I Wonder: Are new Statehouse skylights a security risk?

I Wonder: Are new Statehouse skylights a security risk?

Credit: Courtesy Idaho Capital Commission

The wings of the Idaho Statehouse now feature skylights -- placed in the grass of the east and west lawn of the iconic Downtown Boise building


by Don Day KTVB.COM

Bio | Email | Follow: @DonLDay


Posted on October 25, 2009 at 2:56 PM

As I was driving past the reconstruction of the Statehouse, I noticed that in the lawn there seems to be skylights. I wonder why they would put skylights in the lawn? Won't that be a cause of concern for break ins? How safe is that? What happens is someone falls in by accident?

- Sonna via e-mail

The Idaho Statehouse is in the middle of a massive overhaul that is adding a pair of underground wings and revamping the inside of the century-old building.

The large skylights help turn what would otherwise just be known as a basement into a well-lighted space with great views of the Capitol dome and the sky above.

But as Sonna points out, there is something a bit counter-intuitive about putting windows made of glass on the ground. Somehow you conjure up images of spy thriller movies with a crook rappelling into an otherwise secure building.

Gary Daniel with the Idaho Capitol Commission says that idea is far-fetched on many different levels.

"I would share that person's concern if I didn't know the project," he said.

First, the glass is incredibly strong - not something you'd find in your average bedroom window. Daniel said workers actually stood on one pane of glass while installing the next during construction.

"The windows are sturdy and strong - it would take a big rock. It's going to take more than just 250 pound a guy jumping up and down on the glass," he said.

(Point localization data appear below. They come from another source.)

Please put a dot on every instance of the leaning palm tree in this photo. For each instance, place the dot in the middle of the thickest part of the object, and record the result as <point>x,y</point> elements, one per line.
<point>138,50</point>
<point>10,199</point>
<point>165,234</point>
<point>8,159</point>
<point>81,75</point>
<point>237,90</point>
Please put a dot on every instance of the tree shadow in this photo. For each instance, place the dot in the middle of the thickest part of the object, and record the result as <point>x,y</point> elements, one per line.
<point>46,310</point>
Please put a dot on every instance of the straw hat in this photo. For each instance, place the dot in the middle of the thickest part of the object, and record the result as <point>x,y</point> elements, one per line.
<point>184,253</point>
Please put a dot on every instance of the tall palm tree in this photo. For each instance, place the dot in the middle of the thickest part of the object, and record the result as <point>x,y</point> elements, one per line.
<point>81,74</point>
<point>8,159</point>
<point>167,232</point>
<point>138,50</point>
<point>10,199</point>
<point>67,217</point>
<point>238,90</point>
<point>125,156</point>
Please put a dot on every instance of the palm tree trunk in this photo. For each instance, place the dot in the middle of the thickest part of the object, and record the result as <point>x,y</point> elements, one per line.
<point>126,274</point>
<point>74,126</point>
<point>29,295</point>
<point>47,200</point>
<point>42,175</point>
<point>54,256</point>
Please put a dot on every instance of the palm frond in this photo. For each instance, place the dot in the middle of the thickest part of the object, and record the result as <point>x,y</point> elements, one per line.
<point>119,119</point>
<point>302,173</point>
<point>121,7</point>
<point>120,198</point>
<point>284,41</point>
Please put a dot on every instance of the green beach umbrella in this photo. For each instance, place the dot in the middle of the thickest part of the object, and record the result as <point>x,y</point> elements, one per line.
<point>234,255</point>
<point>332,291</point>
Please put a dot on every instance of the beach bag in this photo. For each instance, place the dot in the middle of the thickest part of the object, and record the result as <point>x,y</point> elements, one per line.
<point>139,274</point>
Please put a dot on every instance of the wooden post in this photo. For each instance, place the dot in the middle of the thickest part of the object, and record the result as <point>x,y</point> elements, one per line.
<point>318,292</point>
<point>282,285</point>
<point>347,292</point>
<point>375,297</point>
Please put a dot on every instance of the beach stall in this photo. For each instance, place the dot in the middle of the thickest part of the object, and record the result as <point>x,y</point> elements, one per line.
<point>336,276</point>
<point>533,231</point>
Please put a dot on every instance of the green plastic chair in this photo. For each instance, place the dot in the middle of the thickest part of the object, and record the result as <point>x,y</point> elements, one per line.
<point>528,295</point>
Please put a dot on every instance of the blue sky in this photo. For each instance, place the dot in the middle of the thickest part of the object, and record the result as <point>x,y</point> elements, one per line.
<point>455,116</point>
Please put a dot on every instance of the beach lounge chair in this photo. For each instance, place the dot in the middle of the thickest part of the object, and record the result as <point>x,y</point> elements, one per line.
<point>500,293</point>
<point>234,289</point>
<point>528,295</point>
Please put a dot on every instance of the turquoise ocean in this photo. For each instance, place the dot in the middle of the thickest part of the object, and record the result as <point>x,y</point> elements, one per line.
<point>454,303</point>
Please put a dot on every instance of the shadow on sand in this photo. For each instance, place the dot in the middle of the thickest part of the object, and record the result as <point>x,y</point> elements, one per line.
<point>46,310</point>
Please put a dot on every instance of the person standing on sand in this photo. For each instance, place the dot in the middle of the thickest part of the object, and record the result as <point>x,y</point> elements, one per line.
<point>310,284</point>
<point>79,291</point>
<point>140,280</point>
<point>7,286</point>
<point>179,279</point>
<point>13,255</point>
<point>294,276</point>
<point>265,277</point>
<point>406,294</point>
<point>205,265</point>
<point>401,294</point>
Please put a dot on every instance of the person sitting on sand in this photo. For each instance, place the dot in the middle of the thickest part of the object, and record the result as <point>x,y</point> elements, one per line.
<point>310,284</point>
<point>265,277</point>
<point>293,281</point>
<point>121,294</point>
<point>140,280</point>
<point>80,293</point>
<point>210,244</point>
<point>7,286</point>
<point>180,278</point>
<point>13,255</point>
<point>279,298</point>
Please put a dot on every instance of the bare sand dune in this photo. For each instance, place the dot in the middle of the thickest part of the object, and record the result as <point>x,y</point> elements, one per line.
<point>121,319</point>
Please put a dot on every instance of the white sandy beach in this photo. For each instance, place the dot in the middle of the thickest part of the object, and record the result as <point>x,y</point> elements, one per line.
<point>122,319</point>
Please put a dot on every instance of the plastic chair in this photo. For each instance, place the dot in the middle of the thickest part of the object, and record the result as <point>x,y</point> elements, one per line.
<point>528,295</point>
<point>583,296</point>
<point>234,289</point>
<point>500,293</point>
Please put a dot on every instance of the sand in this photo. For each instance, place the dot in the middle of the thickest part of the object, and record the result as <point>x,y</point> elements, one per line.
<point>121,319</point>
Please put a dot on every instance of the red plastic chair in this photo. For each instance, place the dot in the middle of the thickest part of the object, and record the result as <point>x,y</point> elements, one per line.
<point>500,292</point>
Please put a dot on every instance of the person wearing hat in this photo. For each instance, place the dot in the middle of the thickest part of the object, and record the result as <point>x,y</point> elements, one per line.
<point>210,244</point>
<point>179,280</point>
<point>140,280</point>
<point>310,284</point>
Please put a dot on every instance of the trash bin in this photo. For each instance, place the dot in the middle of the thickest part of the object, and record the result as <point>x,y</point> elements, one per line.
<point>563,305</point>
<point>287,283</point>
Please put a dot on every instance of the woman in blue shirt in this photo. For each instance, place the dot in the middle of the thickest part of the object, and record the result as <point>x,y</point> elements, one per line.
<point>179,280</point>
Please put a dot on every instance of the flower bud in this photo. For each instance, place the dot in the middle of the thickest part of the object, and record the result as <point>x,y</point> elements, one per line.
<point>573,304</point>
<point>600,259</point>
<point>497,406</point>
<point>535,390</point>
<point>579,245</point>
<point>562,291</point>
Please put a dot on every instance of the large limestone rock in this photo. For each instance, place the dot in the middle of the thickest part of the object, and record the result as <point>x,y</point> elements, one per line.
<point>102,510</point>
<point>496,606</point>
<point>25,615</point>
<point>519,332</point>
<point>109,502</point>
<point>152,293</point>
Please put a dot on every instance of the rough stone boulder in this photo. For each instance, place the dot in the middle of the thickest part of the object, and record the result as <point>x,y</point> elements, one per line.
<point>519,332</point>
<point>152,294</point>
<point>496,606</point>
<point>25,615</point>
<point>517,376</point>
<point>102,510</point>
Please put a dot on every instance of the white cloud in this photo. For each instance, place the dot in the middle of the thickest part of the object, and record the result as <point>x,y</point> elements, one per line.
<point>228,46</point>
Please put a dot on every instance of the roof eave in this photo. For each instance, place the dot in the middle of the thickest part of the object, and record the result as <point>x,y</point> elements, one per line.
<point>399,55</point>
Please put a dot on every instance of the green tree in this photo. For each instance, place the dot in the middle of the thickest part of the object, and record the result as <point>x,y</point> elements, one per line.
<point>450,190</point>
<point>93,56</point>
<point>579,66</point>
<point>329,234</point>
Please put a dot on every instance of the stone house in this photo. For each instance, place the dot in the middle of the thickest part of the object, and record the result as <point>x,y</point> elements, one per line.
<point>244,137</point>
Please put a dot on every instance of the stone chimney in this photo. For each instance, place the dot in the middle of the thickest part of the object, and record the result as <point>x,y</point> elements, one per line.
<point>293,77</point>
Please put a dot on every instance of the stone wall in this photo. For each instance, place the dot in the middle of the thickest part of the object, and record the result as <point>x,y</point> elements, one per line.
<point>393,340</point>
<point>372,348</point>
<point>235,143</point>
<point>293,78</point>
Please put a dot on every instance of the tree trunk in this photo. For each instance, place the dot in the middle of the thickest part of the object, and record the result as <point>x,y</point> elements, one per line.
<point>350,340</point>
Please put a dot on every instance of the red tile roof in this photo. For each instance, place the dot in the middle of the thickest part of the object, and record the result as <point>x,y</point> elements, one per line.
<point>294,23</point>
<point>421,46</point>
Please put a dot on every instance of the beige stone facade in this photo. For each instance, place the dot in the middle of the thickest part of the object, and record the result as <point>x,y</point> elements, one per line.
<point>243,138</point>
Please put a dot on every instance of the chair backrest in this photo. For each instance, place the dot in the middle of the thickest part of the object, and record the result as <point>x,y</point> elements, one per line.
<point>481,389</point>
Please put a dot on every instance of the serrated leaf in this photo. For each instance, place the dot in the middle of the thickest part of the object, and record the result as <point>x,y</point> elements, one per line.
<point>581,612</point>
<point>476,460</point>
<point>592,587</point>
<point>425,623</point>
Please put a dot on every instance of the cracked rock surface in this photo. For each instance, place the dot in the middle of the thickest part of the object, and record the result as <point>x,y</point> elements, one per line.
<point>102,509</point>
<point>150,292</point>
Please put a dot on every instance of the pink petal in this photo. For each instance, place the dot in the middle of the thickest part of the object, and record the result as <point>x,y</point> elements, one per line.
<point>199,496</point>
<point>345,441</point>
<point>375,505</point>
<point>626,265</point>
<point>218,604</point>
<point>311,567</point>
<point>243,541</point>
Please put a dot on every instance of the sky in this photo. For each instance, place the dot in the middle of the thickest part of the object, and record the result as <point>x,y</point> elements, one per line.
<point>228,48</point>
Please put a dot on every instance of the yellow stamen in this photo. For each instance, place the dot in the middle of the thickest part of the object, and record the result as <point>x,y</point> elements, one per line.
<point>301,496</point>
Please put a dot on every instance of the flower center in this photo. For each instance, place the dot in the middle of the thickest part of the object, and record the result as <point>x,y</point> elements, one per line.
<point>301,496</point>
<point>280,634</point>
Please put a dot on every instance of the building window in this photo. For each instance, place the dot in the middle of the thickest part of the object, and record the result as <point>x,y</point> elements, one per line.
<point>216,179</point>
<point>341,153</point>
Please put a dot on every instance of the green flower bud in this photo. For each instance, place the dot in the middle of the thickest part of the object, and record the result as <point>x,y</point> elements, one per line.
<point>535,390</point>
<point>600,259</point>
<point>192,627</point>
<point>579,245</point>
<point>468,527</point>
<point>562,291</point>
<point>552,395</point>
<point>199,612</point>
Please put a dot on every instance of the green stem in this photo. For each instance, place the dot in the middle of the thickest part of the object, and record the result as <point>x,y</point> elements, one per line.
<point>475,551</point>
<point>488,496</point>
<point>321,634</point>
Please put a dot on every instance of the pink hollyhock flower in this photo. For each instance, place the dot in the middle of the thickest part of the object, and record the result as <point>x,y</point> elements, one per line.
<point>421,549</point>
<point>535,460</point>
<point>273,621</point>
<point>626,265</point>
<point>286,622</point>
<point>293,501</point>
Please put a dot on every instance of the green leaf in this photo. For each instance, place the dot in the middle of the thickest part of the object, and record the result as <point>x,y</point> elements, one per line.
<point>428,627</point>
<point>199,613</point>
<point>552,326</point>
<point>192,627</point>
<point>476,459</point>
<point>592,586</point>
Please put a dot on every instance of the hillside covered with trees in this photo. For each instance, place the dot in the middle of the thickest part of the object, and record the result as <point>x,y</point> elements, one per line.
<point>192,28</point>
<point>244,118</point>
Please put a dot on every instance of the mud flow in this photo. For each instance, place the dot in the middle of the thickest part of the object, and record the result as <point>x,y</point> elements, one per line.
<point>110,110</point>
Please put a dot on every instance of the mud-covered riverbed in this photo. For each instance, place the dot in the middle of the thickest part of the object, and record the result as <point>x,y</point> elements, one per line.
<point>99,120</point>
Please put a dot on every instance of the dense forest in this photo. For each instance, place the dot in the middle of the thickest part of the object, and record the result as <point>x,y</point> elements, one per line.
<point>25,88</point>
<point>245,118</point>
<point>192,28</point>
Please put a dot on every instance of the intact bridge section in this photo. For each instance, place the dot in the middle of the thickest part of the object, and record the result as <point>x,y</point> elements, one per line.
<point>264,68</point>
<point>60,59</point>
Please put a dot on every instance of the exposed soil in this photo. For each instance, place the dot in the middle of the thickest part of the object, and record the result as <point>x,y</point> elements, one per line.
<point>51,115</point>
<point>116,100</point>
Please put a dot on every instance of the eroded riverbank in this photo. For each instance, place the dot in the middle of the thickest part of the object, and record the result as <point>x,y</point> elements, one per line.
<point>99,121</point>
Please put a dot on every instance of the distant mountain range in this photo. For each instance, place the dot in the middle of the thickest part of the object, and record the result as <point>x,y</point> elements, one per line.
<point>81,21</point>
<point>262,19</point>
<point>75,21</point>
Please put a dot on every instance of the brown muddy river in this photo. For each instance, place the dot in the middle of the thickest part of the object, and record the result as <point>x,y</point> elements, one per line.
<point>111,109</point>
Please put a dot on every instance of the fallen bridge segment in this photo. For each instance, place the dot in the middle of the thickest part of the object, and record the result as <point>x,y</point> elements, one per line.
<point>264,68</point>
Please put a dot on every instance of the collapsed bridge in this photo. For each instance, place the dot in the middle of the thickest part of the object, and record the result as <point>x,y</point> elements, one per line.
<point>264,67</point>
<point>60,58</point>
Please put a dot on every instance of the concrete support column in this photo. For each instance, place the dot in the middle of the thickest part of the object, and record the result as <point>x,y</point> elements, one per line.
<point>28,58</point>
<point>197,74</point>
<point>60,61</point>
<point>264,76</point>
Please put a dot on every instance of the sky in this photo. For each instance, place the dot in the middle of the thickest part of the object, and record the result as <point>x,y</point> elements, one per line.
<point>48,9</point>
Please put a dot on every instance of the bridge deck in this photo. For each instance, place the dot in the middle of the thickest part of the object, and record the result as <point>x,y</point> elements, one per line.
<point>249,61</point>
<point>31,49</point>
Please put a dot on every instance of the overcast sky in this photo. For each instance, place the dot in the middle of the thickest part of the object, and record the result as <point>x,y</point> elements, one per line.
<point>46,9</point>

Next, getting to the skylights won't be an easy task. They are ringed by an iron barrier and shrubbery - meaning you can't just stroll up to the skylights and reenact a scene out of Mission: Impossible. You'd have to get over both barriers to even get on top the glass.

But the biggest barrier of all isn't made of iron and shrubs it's made of flesh and bones.

"They would be tackled by a staff --I'm not at liberty to say how many - but a significant security staff," Daniel said.

Daniel says security staff patrols the Capitol Mall at all hours of the day, and a myriad of security cameras also keeps a watchful eye.

The restoration project is scheduled to be wrapped up late this year, in time for the 2010 legislative session to begin.